Nową myszkę Apple obsłużysz głosem? Magic Mouse ma być pierwszą taką myszą z AI
Mark Gurman z Bloomberga twierdzi, że czas obecnej Magic Mouse dobiegł końca, więc Apple pracuje nad jej całkowitym odświeżeniem.

Pojawiają się doniesienia o pracach nad nową Magic Mouse. Plotki sugerują, że akcesorium będzie wyposażone w sterowanie głosowe.

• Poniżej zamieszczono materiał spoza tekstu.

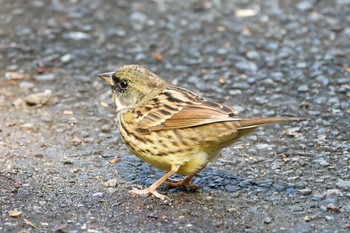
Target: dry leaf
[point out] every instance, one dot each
(14, 213)
(115, 160)
(16, 76)
(293, 134)
(29, 223)
(245, 13)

Apple pracuje nad Magic Mouse
Mark Gurman z Bloomberga w swoim grudniowym newsletterze pisze, że zespół projektantów Apple'a w ostatnich miesiącach tworzył prototypy wersji myszy, która w końcu dogoni współczesne czasy. Konkretów jest bardzo niewiele, jednak pojawiają się domysły. Oczekuje się, że akcesorium zyska większą ergonomiczność, a także przeniesione gniazdo ładowania.
W świecie komputerów mysz nie jest już tak ważna, jak kiedyś. Nadal jest to jednak urządzenie wejściowe, po które sięga się, gdy trzeba wykonać precyzyjne ruchy. Apple chce stworzyć coś bardziej istotnego, a jednocześnie rozwiązać długotrwałe skargi – tak, w tym problem z portem ładowania. Obecna Magic Mouse zbliża się do końca swojego życia, więc Apple pracuje nad jej całkowitym odświeżeniem.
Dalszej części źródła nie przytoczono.